Likewise, the task cut out for big regional parties opposed to BJP is to align with other opposition parties to forge all-embracing alliances against the ruling party. Even smaller regional parties which have a significant presence in just a small number of seats or very small regions, must not be over-ambitious and field more candidates as a division of anti-BJP votes will spell doom for all these parties.
The big story is the Kairana bypoll in Uttar Pradesh. A western Uttar Pradesh seat in the heart of what is termed Jat land, it was won by the BJP in 2014 in the wake of the Muzaffarnagar riots in 2013 which triggered unprecedented levels of communal polarisation in the region. This was evident in the party candidate, Hukum Singh securing more than 50 percent vote share, even more than the total votes of the Samajwadi Party, Bahujan Samaj Party and Rashtriya Lok Dal candidates, contesting separately. The Congress did not contest the poll.
The BJP hegemony held firm during the 2017 Assembly elections too and its won four of the five Assembly seats which are part of the Lok Sabha seat. One of the primary reason for the BJP doing so well in a seat where Muslims account for almost 35 percent of voters, is Hindu consolidation in 2014 which remained firm in the Assembly polls last year. It was evident from the results that not just OBCs and upper castes rallied behind BJP, but even Dalits backed the saffron party in significant numbers.
The trends so far suggest significant dent in this consolidated Hindu vote base. That the disenchantment with BJP extends to Noorpur Assembly constituency in neighbouring Bijnore district, shows that the Hindutva wave has not worked this time and resentment against the BJP for its social policies got intertwined with farmers' anger over non-payment of sugarcane dues despite promises the Centre and the state government.
Clearly, Jat animosity towards Muslims has been diluted in Western Uttar Pradesh and the tactical gamble of the united opposition to put up a Muslim candidate, Tabassum Begum, has worked and proved that the BJP's past strategy of 'reverse polarisation' in seats numerically dominated by Muslims, has not worked this time. This has exposed the limitations of the Hindutva card starkly for the first time in a communally sensitive seat.
Additionally, this was a seat that the BJP contested more keenly than Phulpur and Gorakhpur. Even Prime Minister Narendra Modi controversially addressed a public rally in adjoining Baghpat a day before voting and after campaigning formally ended. His rally after inaugurating the Eastern Peripheral Expressway had drawn criticism because his speech was essentially political in nature.

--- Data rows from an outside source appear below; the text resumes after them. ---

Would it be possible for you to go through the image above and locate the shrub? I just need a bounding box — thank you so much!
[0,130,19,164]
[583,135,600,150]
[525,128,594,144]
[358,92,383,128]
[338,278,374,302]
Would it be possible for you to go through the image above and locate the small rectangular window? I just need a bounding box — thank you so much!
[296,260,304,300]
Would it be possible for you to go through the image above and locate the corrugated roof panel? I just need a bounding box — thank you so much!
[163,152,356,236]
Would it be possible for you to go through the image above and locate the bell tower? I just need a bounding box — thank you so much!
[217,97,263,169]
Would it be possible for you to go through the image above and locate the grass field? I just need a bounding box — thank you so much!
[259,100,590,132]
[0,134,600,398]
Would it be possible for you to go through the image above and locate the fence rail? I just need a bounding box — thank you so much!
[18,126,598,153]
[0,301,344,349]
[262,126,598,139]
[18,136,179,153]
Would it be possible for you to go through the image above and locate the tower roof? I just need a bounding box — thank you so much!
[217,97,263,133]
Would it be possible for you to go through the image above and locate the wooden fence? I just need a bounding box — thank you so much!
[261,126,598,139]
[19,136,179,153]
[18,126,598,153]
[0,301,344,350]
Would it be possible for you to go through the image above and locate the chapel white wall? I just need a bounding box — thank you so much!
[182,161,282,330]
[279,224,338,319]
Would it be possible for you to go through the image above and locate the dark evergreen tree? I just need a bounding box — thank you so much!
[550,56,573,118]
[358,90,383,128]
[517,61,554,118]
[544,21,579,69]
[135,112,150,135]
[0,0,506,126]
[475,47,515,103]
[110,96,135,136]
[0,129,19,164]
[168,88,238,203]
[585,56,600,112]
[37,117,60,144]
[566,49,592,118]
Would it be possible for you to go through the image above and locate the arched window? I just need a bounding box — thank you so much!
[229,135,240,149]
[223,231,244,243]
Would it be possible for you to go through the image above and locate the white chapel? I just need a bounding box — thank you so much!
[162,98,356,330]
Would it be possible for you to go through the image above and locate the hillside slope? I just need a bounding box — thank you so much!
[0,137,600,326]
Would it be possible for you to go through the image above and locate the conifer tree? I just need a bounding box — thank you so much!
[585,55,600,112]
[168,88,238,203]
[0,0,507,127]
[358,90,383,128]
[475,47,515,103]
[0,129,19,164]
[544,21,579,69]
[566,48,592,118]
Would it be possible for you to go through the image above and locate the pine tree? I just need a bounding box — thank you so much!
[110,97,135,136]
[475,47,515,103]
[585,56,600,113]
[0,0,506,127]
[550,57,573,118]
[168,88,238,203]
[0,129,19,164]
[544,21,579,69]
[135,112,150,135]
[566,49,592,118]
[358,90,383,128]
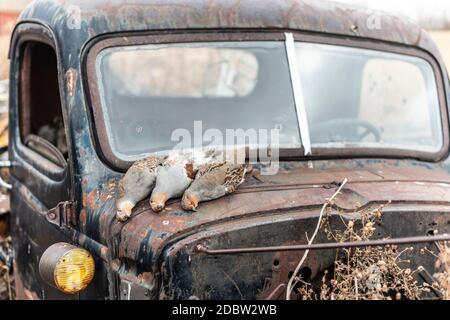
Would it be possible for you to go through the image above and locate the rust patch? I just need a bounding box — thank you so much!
[80,208,87,227]
[66,68,78,97]
[184,163,196,179]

In Uttar Pradesh, it is thereby evident now, the BJP will face a major challenge in wake of the all-out opposition unity. This will add to the worrying signal from Bihar where the BJP's partner, Nitish Kumar's Janata Dal (United) is possibly heading for a comprehensive defeat. This will be quick on the heels of electoral reverses in by elections in March this year. With Uttar Pradesh and Bihar accounting for 120 Lok Sabha seats of which the BJP and its allies won 104 of these seats, the scenario is getting scary for the party. It is anyone's guess if the loss in these two states would be compensated adequately in states where the party did not do as well in 2014.
The overlying message from the by election results is that the BJP is managing to hold on to those seats where opposition votes are getting divided. This is most evident in the Palghar (ST) Lok Sabha seat in Maharashtra where the BJP was ahead, primarily because the anti-BJP vote was split after the Shiv Sena also fielded a candidate.
In addition to this, for Jharkhand's Gomia assembly constituency the BJP and All Jharkhand Students Union (AJSU) contested against each other despite the latter being part of the ruling National Democratic Alliance (NDA) alliance. This is clearly indicative of BJP's continuing problems with allies and adds to the problem stemming from the deteriorating ties with allies.
For the BJP, the by election results are likely to demonstrate the danger of the continuous rise in the Index of Opposition Unity. Likewise, for opposition parties it is prudent to keep reminding one another the old proverb -- united we stand, divided we fall.